Friday, July 8, 2011

The June Jobs Report

Our current depression that began in December of 2007 has been temporarily masked by a rising stock market and an increase in consumer confidence.  This is due to both endless trillions in federal government deficit spending and endless trillions in Federal Reserve monetization. (the purchase of assets with printed money)

Under the surface, however, the depression that began close to 4 years ago continues and the foundation for true economic growth is now far weaker.  It is similar to a home where the foundation is being eaten by termites that received new exterior paint and landscaping.  Someone driving by quickly would think the home looked much better than it did last year.

The two foundational growth factors for our economy are employment and housing, both of which have not returned during the current depression.  The government has nationalized the mortgage market, currently creating or insuring over 97% of new mortgages in our country.  They are providing these loans at all time record low interest rates.

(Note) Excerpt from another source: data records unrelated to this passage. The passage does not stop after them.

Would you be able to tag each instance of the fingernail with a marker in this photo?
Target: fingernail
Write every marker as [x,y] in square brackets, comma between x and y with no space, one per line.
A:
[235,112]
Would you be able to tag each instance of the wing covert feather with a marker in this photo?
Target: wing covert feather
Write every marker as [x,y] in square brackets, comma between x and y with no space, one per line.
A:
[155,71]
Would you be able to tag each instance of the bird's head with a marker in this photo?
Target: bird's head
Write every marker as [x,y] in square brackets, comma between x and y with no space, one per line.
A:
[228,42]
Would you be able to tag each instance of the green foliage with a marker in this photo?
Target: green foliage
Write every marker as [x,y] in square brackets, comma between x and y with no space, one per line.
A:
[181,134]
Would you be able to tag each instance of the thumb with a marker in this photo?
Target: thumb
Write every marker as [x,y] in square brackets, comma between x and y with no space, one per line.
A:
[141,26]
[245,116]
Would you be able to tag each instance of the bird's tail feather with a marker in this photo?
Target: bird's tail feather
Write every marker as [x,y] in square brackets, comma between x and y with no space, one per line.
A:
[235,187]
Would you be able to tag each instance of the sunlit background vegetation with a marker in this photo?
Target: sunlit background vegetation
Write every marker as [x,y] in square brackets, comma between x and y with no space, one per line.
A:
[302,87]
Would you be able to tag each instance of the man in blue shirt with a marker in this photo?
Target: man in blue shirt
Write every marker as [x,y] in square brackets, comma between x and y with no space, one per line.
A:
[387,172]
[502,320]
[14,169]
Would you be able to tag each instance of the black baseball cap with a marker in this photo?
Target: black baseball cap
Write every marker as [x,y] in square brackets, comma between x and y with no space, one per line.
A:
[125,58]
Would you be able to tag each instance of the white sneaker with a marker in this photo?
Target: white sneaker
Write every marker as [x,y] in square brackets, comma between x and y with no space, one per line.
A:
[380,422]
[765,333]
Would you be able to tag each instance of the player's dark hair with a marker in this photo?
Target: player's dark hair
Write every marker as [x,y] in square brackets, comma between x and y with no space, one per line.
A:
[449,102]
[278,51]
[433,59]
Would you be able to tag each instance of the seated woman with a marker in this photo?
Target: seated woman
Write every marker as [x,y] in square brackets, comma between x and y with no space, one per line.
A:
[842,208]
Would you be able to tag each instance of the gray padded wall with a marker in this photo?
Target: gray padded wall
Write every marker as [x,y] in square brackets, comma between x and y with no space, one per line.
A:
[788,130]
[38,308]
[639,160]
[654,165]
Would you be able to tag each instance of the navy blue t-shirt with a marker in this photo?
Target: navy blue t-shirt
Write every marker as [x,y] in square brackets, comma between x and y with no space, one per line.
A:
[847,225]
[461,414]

Banks have temporarily kept about 6 years worth of home supply off the market, known as the shadow inventory.  With all these temporary and artificial factors in place, home prices hit a new post bubble record low last month. 

The second foundational growth factor is employment.  This morning we received the jobs report for the month of June.  Economists estimated an increase of jobs between 105,000 to 125,000.  18,000 new jobs were created for the month.  A complete disaster.  Last month's report was revised down from 54,000 to 25,000.

The birth/death model which "estimates" the number of jobs small businesses are hiring added 131,000 jobs to this number.  Without these make believe jobs we would have lost 113,000 jobs on the month.

The more important factor is the number of people "leaving the workforce" which are no longer counted by the government.  People can leave the workforce if they are retiring or if they have been unemployed for so long they have given up looking for work.  With the average retirement savings today at $11,000 and 30% of home mortgages underwater, my guess is more people are "leaving the workforce" because they have given up.

The following graph shows the labor force participation dropping to a new 25 year record low at 64.1%.


Up next we have the average duration of unemployment, which is currently at 39.9 weeks:


And finally we have where our current unemployment depression (red line) stands in comparison to previous recessions of the past century.  It shows how far we need to go to get our country back to full employment.


As discussed on Monday in The Debt Ceiling Compromise, look for the continued collapse in both housing and unemployment to provide the catalyst for the next round of government "stimulus" spending and quantitative easing from the Federal Reserve.

Our country is a heroine addict trying to recover from too much "stimulus" spending and federal reserve printing from 2001 to 2006.  Their goal will be to inject an even larger dose of heroine to try and artificially wake up the economy one more time before the 2012 elections.

Ultimately it will destroy the economy completely as our sick country will never be allowed the opportunity to recover.  The termites will continue to eat through the foundation as another layer of paint is added to the exterior of the home.